Over the next four months, Kor penned her letter of forgiveness. To perfect it, Kor met with an old English professor to have her letter edited. On her third meeting with this professor, Kor was surprised to hear her professor express her belief was that Kor’s problem was not with Dr. Munch but rather Dr. Mengele.

Kor acknowledged that she was not sure she was ready to forgive Mengele so her former professor gave her advice. The professor suggested Kor pretend Mengele was in the room with her at home and practice telling him that she forgives him.

“Interesting idea, I thought,” Kor said. “And when I got home, actually, I did something else.
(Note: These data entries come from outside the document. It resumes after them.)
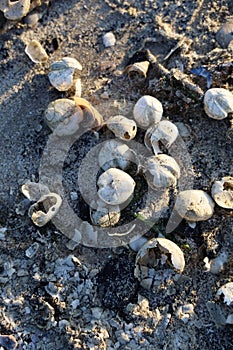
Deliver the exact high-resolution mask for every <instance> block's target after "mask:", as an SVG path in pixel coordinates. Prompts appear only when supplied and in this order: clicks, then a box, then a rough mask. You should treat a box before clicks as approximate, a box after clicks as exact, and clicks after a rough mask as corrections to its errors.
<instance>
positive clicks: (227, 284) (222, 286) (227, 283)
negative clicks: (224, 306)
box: [217, 282, 233, 305]
mask: <svg viewBox="0 0 233 350" xmlns="http://www.w3.org/2000/svg"><path fill="white" fill-rule="evenodd" d="M222 294H223V295H224V303H226V304H227V305H231V304H232V303H233V282H229V283H226V284H224V285H223V286H222V287H220V288H219V289H218V291H217V296H220V295H222Z"/></svg>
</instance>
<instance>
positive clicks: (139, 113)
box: [133, 95, 163, 129]
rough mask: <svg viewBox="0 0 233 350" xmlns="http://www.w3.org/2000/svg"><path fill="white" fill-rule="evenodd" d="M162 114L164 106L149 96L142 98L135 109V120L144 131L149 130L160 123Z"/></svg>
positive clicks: (157, 100)
mask: <svg viewBox="0 0 233 350" xmlns="http://www.w3.org/2000/svg"><path fill="white" fill-rule="evenodd" d="M162 114H163V106H162V104H161V102H160V101H159V100H157V98H155V97H152V96H149V95H145V96H142V97H141V98H140V99H139V100H138V101H137V102H136V104H135V106H134V109H133V115H134V119H135V120H136V122H137V124H138V126H140V127H141V128H142V129H147V128H148V127H149V126H151V125H154V124H156V123H159V122H160V120H161V118H162Z"/></svg>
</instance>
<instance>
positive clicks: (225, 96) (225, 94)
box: [204, 88, 233, 120]
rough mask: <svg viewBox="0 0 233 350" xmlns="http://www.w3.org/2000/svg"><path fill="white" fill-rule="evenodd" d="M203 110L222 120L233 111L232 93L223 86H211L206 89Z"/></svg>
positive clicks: (207, 114) (216, 118)
mask: <svg viewBox="0 0 233 350" xmlns="http://www.w3.org/2000/svg"><path fill="white" fill-rule="evenodd" d="M204 110H205V112H206V114H207V115H208V116H209V117H210V118H213V119H217V120H222V119H224V118H226V117H227V116H228V114H229V113H232V112H233V94H232V93H231V92H230V91H229V90H226V89H223V88H213V89H209V90H207V91H206V93H205V96H204Z"/></svg>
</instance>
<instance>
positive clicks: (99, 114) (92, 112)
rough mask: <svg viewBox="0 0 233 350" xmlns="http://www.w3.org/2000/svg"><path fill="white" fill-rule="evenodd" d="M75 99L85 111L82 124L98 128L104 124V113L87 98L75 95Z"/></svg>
mask: <svg viewBox="0 0 233 350" xmlns="http://www.w3.org/2000/svg"><path fill="white" fill-rule="evenodd" d="M73 100H74V102H75V104H76V106H77V107H79V108H81V110H82V112H83V122H82V126H83V127H85V128H98V127H100V126H102V125H103V117H102V115H101V114H100V113H99V112H98V111H97V110H96V109H95V108H94V107H93V106H92V105H91V104H90V102H88V101H87V100H86V99H85V98H81V97H77V96H74V97H73Z"/></svg>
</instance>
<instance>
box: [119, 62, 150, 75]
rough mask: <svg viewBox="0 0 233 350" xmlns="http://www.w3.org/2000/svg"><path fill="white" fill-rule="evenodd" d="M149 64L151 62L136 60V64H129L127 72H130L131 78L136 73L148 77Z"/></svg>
mask: <svg viewBox="0 0 233 350" xmlns="http://www.w3.org/2000/svg"><path fill="white" fill-rule="evenodd" d="M149 64H150V62H148V61H142V62H135V63H134V64H130V65H129V66H127V67H126V68H125V72H126V73H127V74H128V77H129V78H132V77H133V76H134V75H136V74H137V75H139V76H142V77H144V78H146V75H147V71H148V68H149Z"/></svg>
I picked up a dictionary and wrote down twenty nasty words which I read clear and loud to that make-believe Mengele in the room. At the end, I said, ‘In spite of all that, I forgive you.’ [It] made me feel very good.”

In 1995, Kor and Dr. Munch traveled to Auschwtiz for the 50th Year of Liberation where they both signed the Declaration of Amnesty. Kor described her feelings after this event.

“I felt free, free from Auschwitz, free from Mengele,” Kor explained. “So now that I have forgiven him, I knew that most of the survivors denounced me, and they denounce today also.”

Despite her knowledge of the anger her actions had invoked, Kor does not shy away from emitting the relief it has brought her. This attests to her awareness of the true power such an action can bring about.

“What is my forgiveness? I like it,” Kor said. “It is an act of self-healing. self-liberation, self-empowerment. All victims, all hurt, feel hopeless, feel helpless, feel powerless. I want everybody to remember that we cannot change what happened. That is the tragic part. But we can change how we relate to it.”

History should never be forgotten. For Christians, Kor’s story is an inspiring reminder to forgive others just as Christ forgives us. Like Kor, we can and should forgive those who have committed even the worst crimes against us. God does not intend for past damage to cause destruction in our present lives, but to testify of His love and mercy.

Let Eva Mozes Kor’s heart be an example to all, for every person has felt the sting of humankind in some way, shape, or form.

  1. Comment by Pam Ray on November 5, 2017 at 5:39 pm

    What a beautiful story of forgiveness and strength.